I think I’ve already extolled the virtues of this series at length here before, so I’ll just say that this is one of my favorites of all time and I am completely biased in favor of these books. I am a lifelong Chrestomanci fan and re-read a couple of these about once a year. This year I took on The Magicians of Caprona and Witch Week, which I was less obsessed with as a kid so I don’t remember the plots quite as well, which adds to their re-readability as an adult. They’re the perfect comfort reads for me.

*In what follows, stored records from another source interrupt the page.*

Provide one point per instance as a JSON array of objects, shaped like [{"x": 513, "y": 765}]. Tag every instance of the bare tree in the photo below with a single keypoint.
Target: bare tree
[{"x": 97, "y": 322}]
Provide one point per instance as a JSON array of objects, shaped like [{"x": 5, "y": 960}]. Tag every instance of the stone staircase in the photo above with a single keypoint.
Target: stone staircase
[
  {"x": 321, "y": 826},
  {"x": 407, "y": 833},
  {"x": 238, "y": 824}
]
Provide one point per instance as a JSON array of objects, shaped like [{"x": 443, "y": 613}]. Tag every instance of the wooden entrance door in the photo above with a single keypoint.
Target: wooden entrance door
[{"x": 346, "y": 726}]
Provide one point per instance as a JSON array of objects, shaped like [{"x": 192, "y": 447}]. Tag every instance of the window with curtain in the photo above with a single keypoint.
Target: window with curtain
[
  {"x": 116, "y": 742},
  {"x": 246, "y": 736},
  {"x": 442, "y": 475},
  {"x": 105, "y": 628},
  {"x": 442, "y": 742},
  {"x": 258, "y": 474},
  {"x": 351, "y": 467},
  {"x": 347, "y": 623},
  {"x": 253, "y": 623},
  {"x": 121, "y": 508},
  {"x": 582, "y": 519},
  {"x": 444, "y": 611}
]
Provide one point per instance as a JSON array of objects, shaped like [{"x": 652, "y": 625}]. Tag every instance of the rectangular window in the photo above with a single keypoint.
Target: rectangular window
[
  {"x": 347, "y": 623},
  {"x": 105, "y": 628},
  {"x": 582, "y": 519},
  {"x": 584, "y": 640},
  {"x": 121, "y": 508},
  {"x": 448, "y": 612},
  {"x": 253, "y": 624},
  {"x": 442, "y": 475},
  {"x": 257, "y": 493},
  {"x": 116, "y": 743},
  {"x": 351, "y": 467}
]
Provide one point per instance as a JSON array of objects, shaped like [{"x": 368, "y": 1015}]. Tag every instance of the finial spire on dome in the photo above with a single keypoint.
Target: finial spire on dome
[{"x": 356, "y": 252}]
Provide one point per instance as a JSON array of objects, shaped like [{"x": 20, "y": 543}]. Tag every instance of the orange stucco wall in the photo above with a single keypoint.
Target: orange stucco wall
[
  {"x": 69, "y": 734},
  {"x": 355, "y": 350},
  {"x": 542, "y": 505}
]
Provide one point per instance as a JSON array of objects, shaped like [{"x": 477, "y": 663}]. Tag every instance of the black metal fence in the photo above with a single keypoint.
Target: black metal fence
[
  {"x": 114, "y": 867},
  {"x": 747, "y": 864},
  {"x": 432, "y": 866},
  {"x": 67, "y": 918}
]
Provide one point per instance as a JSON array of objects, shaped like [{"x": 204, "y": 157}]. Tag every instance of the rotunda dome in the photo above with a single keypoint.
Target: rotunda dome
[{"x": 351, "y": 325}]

The Magicians of Caprona is clearly slightly inspired by Romeo and Juliet in that it’s set in Italy and stars two feuding families with children who are secretly in love. However, it doesn’t primarily follow the star-crossed lovers. Instead, it follows two younger children in the families who have to discover what is causing the magic in their families to weaken and to solve the plot against Caprona. It has great character growth as the two children have to overcome their hatred of each other that they’ve been taught since birth. It’s made clear that their hatred of each other is idiotic and based in stereotypes, so this book also serves as a good introduction to the mistakes of prejudice and learning to overcome ingrained hatred. Chrestomanci has a smaller role in this book, but it’s still a fun read. The scene where the kids are turned into puppets is legitimately scary.

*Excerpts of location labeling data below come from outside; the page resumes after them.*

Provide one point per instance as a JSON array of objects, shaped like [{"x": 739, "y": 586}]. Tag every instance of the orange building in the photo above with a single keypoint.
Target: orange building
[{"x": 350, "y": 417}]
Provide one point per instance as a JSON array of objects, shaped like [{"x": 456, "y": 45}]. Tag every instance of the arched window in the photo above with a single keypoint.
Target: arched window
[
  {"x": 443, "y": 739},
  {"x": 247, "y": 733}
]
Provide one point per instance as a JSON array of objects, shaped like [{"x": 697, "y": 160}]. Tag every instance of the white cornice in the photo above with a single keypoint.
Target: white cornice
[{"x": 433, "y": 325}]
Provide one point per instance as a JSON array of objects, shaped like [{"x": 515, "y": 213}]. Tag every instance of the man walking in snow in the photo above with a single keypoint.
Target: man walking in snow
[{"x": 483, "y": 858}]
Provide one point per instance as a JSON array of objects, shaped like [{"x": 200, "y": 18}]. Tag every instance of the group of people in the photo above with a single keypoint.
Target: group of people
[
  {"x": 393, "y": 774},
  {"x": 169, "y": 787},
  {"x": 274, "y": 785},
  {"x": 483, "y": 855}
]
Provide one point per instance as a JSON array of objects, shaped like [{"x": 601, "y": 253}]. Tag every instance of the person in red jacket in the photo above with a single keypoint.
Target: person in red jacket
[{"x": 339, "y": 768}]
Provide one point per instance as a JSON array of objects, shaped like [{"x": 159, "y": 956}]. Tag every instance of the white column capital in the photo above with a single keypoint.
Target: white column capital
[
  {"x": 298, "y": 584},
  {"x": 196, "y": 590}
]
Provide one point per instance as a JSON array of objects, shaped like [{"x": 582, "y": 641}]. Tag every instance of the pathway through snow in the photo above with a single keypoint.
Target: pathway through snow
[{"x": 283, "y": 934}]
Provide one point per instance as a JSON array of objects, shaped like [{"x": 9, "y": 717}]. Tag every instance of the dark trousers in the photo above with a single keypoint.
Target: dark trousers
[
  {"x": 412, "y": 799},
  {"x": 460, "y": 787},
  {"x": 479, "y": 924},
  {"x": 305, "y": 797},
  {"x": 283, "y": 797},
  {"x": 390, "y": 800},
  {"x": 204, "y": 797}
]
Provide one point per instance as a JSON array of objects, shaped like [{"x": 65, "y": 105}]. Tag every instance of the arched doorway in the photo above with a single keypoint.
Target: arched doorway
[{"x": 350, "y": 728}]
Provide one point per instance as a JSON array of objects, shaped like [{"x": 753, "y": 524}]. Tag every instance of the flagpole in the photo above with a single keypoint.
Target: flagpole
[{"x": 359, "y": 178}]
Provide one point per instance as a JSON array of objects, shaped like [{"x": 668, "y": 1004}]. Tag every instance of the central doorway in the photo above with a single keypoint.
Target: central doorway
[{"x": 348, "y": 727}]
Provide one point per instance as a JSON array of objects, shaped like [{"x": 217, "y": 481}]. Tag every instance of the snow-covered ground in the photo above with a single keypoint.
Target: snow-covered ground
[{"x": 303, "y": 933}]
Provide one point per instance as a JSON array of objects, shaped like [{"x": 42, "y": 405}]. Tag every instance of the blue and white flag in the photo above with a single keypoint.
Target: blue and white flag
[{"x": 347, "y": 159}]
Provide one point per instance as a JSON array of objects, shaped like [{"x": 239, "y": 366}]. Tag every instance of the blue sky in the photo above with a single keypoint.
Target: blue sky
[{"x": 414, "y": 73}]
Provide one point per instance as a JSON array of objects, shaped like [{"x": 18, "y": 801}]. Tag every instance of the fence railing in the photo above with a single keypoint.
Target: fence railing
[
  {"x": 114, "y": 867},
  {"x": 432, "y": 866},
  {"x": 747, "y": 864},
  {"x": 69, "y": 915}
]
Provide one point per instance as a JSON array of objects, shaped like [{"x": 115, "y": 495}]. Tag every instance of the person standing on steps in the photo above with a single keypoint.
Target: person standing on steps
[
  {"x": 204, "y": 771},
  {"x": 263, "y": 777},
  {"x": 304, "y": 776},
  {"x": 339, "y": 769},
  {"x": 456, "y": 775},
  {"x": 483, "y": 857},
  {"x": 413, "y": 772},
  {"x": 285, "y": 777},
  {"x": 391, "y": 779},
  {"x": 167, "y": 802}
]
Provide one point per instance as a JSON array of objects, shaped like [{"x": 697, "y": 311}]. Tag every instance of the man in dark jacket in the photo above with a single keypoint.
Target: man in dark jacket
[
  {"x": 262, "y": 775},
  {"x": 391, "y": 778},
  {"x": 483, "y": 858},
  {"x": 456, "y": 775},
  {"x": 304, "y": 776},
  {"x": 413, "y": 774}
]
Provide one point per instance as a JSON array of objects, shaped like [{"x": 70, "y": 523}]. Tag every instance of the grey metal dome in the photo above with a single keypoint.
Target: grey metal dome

Witch Week is an interesting one because it’s not set on Chrestomanci’s world but instead on an alternate world where magic has been banned and any witches are burned. The book takes place in a boarding school where most of the children are witch orphans and opens with a note being given to the teacher that “SOMEONE IN THIS CLASS IS A WITCH.” The teacher tries to ignore it but then magical things do start happening and events spiral out of control. I especially enjoy Chrestomanci’s appearance here and his portrayal through the eyes of the children. I think this book is one of the most grim in the series, although it still has that lighthearted touch that keeps it from being fully dark. Charles, the main character, saw a witch being burned when he was younger and they are all living under a murderous authoritarian government, so there’s a real threat of mortal danger here. It has an Orwellian vibe that’s very well conveyed.
These are both wonderful reads, very satisfying and comforting, and I’m happily putting them back on my shelf to re-read in a year or two. I’d recommend them to anyone, just some warnings for the aforementioned witch burning, self-injury (Charles burns his hand on purpose to try to remind himself not to be a witch), bullying, war, scary puppet scene with children in mortal peril.